Sylvie was a bitch; go figure.
Alex had always been aware of her girlfriend's temperament, but had so far managed to ignore it, "for the sake of the business".
In her defence, Sylvie had always accomplished any task asked of her, and even though she was a little rough around the edges, Alex couldn't (and wouldn't) begrudge her that.
After all, it had been their similarities that had allowed her seduction of Sylvie to be so simple.
Sighing deeply as she finished her cigarette, Alex wondered how she might possibly spend her evening.
She had been home for a approximately twenty minutes before Sylvie had started complaining, slamming cupboard doors and throwing clothes around.
Alex had mastered the art of shutting people off - Sylvie specifically - and so she hadn't understood the root of the problem until her girlfriend had spelled it out for her, spraying her with half-masticated potato chips as she brandished some vaguely familiar footwear in Alex's face: "... And that fucking preppy bitch had the alacrity to leave her shoe here -"
"Audacity." Alex had corrected, quietly, Sylvie wheeling around to face her as she did so.
"What?" Sylvie was hissing at her, and Alex knew that she might as well be communing with cobras, deep in the dwelling of the cold-blooded predator she had once made the mistake of inviting into her own home.
If only she could get her to fucking leave.
"Not alacrity. Audacity. You meant to say audacity. Piper had the audacity to... Whatever you were saying." She ended lamely, already regretting having opened her mouth.
Alex loved words, but hated their misuse, and Sylvie was the biggest culprit Alex had ever encountered.
She returned her eyes to her lap, compulsively folding a single cigarette rolling paper over and over, teasing and tearing the thin skin to mirror her nerves.
Secretly, she hoped that if she remained very still, Sylvie might lose interest and move away, like the proverbial predator assuming her meal had died.
"You know what Alex?" Sylvie was furious now, fists clenched and brow furrowed, standing before the seated brunette and glaring down at her. "Fuck you. Fuck you and that Ivy League bitch. If her vocabulary is so much fucking better than mine, why don't you go out and talk to her instead of dumbing yourself down with me?"
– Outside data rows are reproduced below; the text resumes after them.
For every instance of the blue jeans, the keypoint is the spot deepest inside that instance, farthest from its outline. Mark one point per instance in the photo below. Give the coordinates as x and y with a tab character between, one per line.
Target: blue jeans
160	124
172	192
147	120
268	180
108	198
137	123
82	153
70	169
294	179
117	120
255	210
Alex had drawn herself up to her full height then, discarding the worried Rizla and wrenching herself free of the sofa with such force that Sylvie nearly fell back, off-kilter and unbalanced. She stared at Sylvie with as much venom as she could muster, eyes blacker than coal, burning into her girlfriend.
"Watch your fucking mouth, Syl."
She didn't want to threaten or shout, but somehow she had ended up doing both. She didn't like so openly expressing her anger, but Sylvie had always been the exception to this rule, rubbing her up the wrong way (rather than the good way) at every available opportunity.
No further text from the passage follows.